Openshift-ansible: Metrics installation using playbook does not end up with a working installation (3.7)

Created on 10 Apr 2018  ·  23Comments  ·  Source: openshift/openshift-ansible

Description

On a new install on a 3.7 cluster the metrics playbook succesfully completes.

But when i go check the openshift-infra project the hawkular pods will not start.

Version

Please put the following version information in the code block
indicated below.

  • Your ansible version per ansible --version
ansible 2.4.2.0
  config file = /home/ansibleuser/openshift-ansible/ansible.cfg
  configured module search path = [u'/home/ansibleuser/.ansible/plugins/modules', u'/usr/share/ansible/plugins/modules']
  ansible python module location = /usr/lib/python2.7/site-packages/ansible
  executable location = /usr/bin/ansible
  python version = 2.7.5 (default, Aug  4 2017, 00:39:18) [GCC 4.8.5 20150623 (Red Hat 4.8.5-16)]

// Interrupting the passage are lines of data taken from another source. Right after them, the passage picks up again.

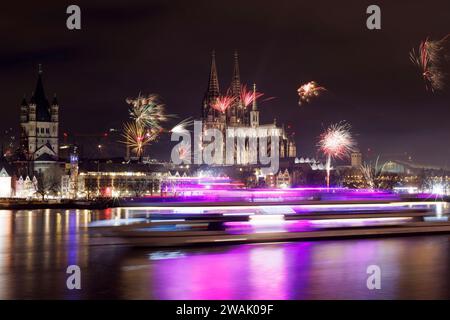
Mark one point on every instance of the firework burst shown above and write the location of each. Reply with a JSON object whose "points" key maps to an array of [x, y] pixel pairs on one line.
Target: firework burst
{"points": [[222, 103], [184, 152], [430, 58], [336, 143], [248, 96], [308, 91], [147, 111], [137, 137]]}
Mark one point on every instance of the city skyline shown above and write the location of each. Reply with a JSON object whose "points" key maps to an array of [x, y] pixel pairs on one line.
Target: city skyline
{"points": [[370, 80]]}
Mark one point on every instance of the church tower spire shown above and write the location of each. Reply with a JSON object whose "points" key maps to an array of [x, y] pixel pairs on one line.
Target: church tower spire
{"points": [[236, 80], [212, 91], [254, 114]]}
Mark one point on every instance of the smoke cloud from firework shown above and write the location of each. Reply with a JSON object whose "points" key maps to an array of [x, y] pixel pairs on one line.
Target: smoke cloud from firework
{"points": [[433, 59], [182, 125]]}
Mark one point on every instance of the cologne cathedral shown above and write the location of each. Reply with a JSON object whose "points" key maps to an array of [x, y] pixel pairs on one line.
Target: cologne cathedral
{"points": [[239, 119]]}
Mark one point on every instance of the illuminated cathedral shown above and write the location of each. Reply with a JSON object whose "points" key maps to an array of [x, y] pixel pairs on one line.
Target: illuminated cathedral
{"points": [[239, 120]]}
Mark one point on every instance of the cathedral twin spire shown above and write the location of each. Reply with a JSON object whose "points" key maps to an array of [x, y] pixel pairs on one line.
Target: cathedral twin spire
{"points": [[213, 89]]}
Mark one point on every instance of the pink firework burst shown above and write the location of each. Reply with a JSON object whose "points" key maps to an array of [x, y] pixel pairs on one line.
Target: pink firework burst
{"points": [[248, 96], [337, 141], [431, 58], [222, 103], [308, 91]]}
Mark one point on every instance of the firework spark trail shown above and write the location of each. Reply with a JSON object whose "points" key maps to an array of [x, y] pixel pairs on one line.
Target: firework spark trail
{"points": [[336, 143], [147, 111], [182, 126], [368, 174], [222, 103], [308, 91], [431, 58], [137, 137], [184, 152], [248, 96]]}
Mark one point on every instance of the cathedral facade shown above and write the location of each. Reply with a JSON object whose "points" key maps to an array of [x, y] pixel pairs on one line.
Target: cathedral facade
{"points": [[241, 121]]}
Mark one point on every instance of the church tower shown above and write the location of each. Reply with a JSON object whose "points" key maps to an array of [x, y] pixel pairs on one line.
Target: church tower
{"points": [[235, 112], [254, 114], [212, 92], [39, 125]]}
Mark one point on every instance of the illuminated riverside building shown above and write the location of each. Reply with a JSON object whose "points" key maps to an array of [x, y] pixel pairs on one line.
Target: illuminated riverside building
{"points": [[239, 121]]}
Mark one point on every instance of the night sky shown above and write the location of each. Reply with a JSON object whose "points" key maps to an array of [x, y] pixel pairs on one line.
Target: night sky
{"points": [[164, 47]]}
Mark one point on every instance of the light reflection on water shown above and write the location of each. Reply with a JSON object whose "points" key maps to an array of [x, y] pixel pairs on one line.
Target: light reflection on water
{"points": [[37, 246]]}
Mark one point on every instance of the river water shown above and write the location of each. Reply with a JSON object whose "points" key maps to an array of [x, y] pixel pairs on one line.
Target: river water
{"points": [[37, 246]]}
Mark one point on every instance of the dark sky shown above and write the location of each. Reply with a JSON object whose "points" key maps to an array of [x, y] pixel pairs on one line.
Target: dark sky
{"points": [[164, 47]]}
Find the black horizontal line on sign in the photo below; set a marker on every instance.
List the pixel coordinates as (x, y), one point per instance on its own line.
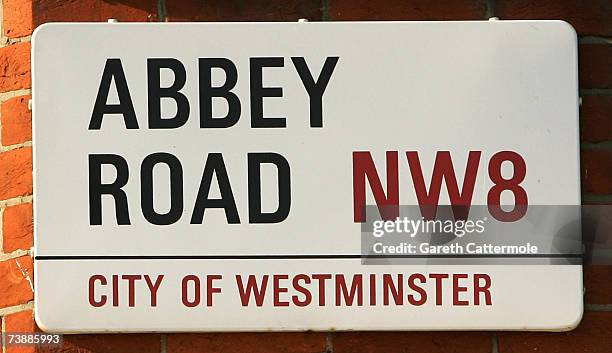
(294, 257)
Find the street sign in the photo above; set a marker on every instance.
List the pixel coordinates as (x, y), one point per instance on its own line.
(230, 176)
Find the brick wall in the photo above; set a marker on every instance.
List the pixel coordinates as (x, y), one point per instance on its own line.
(592, 19)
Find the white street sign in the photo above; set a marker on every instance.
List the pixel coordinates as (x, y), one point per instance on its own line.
(213, 176)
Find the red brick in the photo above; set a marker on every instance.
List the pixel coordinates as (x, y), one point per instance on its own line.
(367, 10)
(93, 11)
(412, 342)
(593, 335)
(15, 277)
(17, 228)
(595, 65)
(596, 170)
(589, 17)
(16, 121)
(298, 342)
(239, 10)
(596, 118)
(15, 173)
(21, 322)
(598, 285)
(17, 18)
(116, 343)
(15, 67)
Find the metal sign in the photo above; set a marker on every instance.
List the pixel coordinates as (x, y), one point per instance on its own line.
(238, 176)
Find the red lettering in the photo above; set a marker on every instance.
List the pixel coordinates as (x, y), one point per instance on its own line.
(251, 287)
(388, 203)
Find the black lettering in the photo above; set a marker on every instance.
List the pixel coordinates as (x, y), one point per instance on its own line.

If you're operating from a git clone:

  • The output of git describe
    openshift-ansible-3.7.42-1-34-g2474d22
Steps To Reproduce
  1. launch 3.7 playbook
    ansible-playbook -i ./hosts/cluster-installation playbooks/byo/openshift-cluster/openshift-metrics.yml
Expected Results

Cluster up and running and metrics configured

Observed Results

the hawkular pods show these logs :

2018-04-10 16:14:58,460 INFO  [sun.misc.Version] (metricsservice-lifecycle-thread) Version check failed: Keyspace hawkular_metrics does not exist
2018-04-10 16:14:58,460 INFO  [sun.misc.Version] (metricsservice-lifecycle-thread) Trying again in 10000 ms

I guess something went wrong on the cassandra level, but i'm not familiar with that database.
It just seem to me that some initialisation process did not occur and the cassandra pod is just started without some minimal configuration.
I suppose i could manually create it but i don't wanna mess with things i don't quite understand.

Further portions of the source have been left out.